Pourtant, avec 40 % des Ehpad du pays sous statut commercial, difficile de croire à un effondrement total de ces structures. « Ça serait une catastrophe, avertit Guillaume Gobet, ex-salarié d’Orpea désormais représentant de la CGT santé, l’État serait obligé d’intervenir. Mais, en même temps, vu le contexte, il serait logique que ce système spéculatif s’écroule. Cette stratégie d’achats compulsifs de nouveaux établissements ne rapporte visiblement plus. » Les taux de profits astronomiques générés par ces sociétés, souvent adossées à des fonds de pension, sont allés de pair avec une dégradation des conditions d’accueil, comme cela a notamment été le cas chez Medicharme.
Depuis l’annonce de la liquidation judiciaire du groupe, fin février, avec poursuite de l’activité jusqu’au 15 avril, les syndicalistes ont remué ciel et terre pour que les collectivités locales reprennent certains établissements installés sur leur territoire. « Aux Jardins d’Aiffres (Deux-Sèvres), on a rencontré la mairie, mais ils nous disent que c’est trop compliqué », regrette Sandrine Fournier, de l’union départementale de la santé CGT.

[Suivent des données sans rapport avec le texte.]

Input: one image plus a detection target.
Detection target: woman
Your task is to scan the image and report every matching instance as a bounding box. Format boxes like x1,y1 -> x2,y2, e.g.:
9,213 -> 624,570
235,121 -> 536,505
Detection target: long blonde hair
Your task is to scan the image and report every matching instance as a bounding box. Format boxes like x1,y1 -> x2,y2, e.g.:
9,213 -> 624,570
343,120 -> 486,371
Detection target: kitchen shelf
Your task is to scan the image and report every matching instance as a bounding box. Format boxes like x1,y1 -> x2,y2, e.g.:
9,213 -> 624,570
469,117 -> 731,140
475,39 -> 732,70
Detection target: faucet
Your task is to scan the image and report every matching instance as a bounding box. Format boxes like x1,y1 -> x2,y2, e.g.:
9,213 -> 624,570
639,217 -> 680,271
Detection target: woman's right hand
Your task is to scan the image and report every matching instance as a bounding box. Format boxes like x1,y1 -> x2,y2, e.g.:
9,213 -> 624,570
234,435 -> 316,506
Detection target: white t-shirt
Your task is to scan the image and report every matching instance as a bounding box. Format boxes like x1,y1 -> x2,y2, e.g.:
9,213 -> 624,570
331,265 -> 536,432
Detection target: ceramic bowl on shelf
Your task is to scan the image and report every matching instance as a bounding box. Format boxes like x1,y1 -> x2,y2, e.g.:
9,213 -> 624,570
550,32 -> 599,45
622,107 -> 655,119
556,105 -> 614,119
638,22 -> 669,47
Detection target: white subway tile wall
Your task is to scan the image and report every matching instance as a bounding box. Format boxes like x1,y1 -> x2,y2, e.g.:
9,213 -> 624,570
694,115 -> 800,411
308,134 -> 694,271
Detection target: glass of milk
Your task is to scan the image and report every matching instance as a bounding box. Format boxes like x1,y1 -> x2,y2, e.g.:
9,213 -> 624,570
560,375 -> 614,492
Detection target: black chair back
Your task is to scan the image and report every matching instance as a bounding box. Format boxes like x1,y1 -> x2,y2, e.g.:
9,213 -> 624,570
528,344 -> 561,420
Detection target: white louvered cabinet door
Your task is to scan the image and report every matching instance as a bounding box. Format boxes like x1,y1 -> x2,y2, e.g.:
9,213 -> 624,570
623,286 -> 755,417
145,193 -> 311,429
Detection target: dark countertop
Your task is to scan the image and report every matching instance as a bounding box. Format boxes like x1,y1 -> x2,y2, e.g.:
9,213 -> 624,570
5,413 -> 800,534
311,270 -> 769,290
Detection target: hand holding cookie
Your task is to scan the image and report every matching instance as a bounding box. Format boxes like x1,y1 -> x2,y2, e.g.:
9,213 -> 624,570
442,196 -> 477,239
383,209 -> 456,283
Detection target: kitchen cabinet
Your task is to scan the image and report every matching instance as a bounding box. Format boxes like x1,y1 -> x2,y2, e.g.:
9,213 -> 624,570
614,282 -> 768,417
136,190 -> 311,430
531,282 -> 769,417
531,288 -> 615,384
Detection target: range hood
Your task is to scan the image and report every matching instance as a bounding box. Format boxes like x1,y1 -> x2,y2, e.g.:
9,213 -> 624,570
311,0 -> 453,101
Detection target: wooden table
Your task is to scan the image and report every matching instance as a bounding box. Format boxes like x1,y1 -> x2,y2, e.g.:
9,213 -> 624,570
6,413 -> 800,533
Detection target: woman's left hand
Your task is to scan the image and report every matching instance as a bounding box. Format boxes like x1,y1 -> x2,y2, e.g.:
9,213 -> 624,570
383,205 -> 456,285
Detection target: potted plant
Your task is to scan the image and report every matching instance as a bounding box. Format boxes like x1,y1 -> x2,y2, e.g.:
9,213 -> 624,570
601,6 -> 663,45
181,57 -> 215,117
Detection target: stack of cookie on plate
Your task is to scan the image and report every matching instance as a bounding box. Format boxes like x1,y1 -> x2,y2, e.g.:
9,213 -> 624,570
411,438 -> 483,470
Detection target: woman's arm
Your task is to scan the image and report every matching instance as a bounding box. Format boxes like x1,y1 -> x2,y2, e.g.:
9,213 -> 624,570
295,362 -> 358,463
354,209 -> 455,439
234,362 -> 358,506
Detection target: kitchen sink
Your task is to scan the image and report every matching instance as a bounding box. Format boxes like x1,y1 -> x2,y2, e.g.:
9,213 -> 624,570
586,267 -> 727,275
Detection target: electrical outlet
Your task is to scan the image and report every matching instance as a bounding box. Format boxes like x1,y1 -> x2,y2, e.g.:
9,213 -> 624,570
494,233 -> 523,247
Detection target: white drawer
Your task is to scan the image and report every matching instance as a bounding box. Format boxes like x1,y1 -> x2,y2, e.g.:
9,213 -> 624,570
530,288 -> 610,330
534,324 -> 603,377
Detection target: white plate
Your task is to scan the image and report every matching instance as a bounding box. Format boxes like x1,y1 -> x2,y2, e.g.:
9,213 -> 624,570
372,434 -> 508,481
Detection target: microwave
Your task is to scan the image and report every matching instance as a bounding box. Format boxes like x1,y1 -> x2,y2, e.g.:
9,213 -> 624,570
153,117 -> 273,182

34 milliards nécessaires pour accompagner la dépendance
Faute d’acheteur, cet Ehpad qui compte 32 agents et 39 lits devrait fermer ses portes. « On sait que le groupe concurrent DomusVi essaie déjà de récupérer nos personnes âgées. Vu la situation, je ne comprends pas pourquoi l’État et les départements continuent à financer ce système », soupire-t-elle. Pour Guillaume Gobet, l’alliance avec les collectivités est « la solution la plus viable : on ne peut pas continuer à spéculer sur la santé et la déshumanisation des résidents ».
En matière de moralisation des pratiques du secteur privé, après différents cas de maltraitance et problèmes de gestion, Jean-Christophe Amarantinis estime que des progrès ont eu lieu : « Nous avons été les premiers à demander des contrôles à l’État dans nos établissements sur l’aspect financier, réglementaire… 70 % de nos adhérents ont été contrôlés. Ce qui contribue à la reprise de confiance des familles. »
Une vision quelque peu nuancée par Guillaume Gobet : « En réalité, les agences régionales de santé (ARS) sont dans l’incapacité de contrôler les établissements et de voir où va l’argent. Quant aux familles, faute d’alternatives, elles n’ont d’autre choix que de mettre ou remettre leurs proches en Ehpad. »
De l’avis de tous, la loi « bien vieillir », adoptée par le Parlement le 27 mars dernier, ne révolutionnera pas ce modèle en crise. « On a salué la création d’un service départemental de l’autonomie, la mise en place d’une cellule départementale de recueil et de suivi des signalements des maltraitances, explique Jean-Christophe Amarantinis, mais peu de moyens ont été prévus. »
Or, les besoins concernant la prise en charge de la dépendance ne vont cesser de croître, avec 20 % de personnes âgées de plus de 75 ans d’ici à 2030. « Un investissement de 34 milliards d’euros pour accompagner cette nouvelle dépendance sera nécessaire, poursuit le président du Synerpa. L’État ne pourra pas investir seul. Il est condamné à travailler main dans la main avec le secteur privé. »
Comme le résume le cégétiste Guillaume Gobet, « sans changement de politique et régulation du système, toujours assis sur les fonds de pensions, les groupes savent qu’il y aura du business pour les soixante-dix ans à venir ».